Im Untertitel heisst Vernes Roman aus dem Jahr 1868 »Direktflug in 97 Stunden und 20 Minuten«. Diese Angabe steht programmatisch für das ganze Buch: Den Verne genügt es hier nicht, sich im Genre Science Fiction zu bewegen. Es scheint, als wollte er die aus damaliger Sicht wohl völlig irreale Vorstellung einer Reise zum Mond durch wissenschaftliche Daten realistischer machen. Verne stellt zunächst die bisher gewonnenen Erkenntnisse über den Mond dar, in bester Science Fiction-Manier geht es in weiterer Folge um die Planung der Mondreise durch einen Zirkel Bostoner Honoratioren: Verne stellt Berechnungen und Überlegungen der Protagonistinnen detailliert dar.
Science & Fiction
Außerdem integriert Jules Verne einen fiktiven Briefwechsel mit der Universität Cambridge in seinen Text, der erklärt, welcher Zeitpunkt im Jahr für die Reise besonders günstig ist. Schliesslich geht es um die Festlegung eines Startort – die Wahl fällt auf Florida, von wo auch real Raketen gestartet sind: In Cape Canaveral. Penibel schildert Verne die Herstellung des Fluggefährtes, eine Art Kapsel, in der auch Reisende Platz finden.

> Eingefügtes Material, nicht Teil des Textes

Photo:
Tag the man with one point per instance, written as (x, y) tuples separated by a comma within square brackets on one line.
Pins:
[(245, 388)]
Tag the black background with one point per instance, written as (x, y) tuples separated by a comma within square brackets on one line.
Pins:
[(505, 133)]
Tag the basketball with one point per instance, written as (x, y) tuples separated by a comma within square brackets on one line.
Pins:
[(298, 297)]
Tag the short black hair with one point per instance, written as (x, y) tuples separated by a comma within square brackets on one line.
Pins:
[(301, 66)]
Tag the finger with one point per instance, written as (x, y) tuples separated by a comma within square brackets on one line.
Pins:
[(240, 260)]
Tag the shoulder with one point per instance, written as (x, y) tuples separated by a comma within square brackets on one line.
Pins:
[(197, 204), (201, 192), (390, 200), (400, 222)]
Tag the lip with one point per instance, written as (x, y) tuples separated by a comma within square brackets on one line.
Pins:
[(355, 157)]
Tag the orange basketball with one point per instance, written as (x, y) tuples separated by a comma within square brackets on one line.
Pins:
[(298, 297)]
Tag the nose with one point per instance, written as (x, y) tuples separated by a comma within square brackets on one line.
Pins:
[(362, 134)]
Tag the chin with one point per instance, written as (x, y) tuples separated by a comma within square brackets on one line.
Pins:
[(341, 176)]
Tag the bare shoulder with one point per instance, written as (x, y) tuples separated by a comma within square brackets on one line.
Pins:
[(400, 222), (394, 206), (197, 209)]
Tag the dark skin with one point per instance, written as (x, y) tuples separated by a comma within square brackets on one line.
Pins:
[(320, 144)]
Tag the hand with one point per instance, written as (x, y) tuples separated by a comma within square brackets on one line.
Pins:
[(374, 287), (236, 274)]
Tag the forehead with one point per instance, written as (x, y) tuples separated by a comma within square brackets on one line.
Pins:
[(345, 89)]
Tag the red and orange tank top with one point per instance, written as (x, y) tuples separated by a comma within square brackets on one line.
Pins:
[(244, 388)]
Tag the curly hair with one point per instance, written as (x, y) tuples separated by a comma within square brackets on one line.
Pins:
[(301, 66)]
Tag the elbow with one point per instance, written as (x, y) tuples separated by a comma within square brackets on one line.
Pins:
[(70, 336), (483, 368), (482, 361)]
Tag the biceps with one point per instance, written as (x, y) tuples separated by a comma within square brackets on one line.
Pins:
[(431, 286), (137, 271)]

Denn als ein abenteuerlustiger Franzose in Florida eintrifft, wird rasch klar, dass es keine unbemannte Reise sein würde. Das überraschende Ende möge jede LeserIn selbst entdecken!
Aufwändige Neuauflage
In der Neuübersetzung von Volker Dehs ist »Von der Erde zum Mond« ein aufwändig aufbereitetes Taschenbuch: Die Originalillustrationen aus dem 19. Jahrhundert sind in den Romantext eingebaut. Sprachlich merkt man dem Buch sein Alter natürlich an, doch Verne vermag auch nach 140 Jahren immer wieder ein Schmunzeln zu erzeugen, etwa wenn er den Guss der riesigen Kanone beschreibt, die die Mondkapsel abschiessen wird. Beim Guss kommt es zu Rauchentwicklung, Verne schreibt: »Wilde, die vielleicht am Horizont herumirrten, hätten glauben können, der Bildung eines neuen Kraters mitten in Florida beizuwohnen…()…«
Ein rund einhundert Seiten langer Anhang gibt – ähnlich genau wie Jules Verne die Vorbereitungen zur Reise – literaturwissenschaftliche und bibliographische Hinweise, außerdem wird eine Zeittafel zu Jules Vernes Leben dargestellt. In dieser nun vorliegenden Ausgabe ist »Von der Erde zum Mond« somit viel mehr eine Neuauflage. Übrigens: Initiator des Mondfluges ist ein Zirkel von Bostoner Honoratioren, der sich Gun Club nennt – von hier hat als Jeffrey Lee Pierce seinen Bandnamen entlehnt!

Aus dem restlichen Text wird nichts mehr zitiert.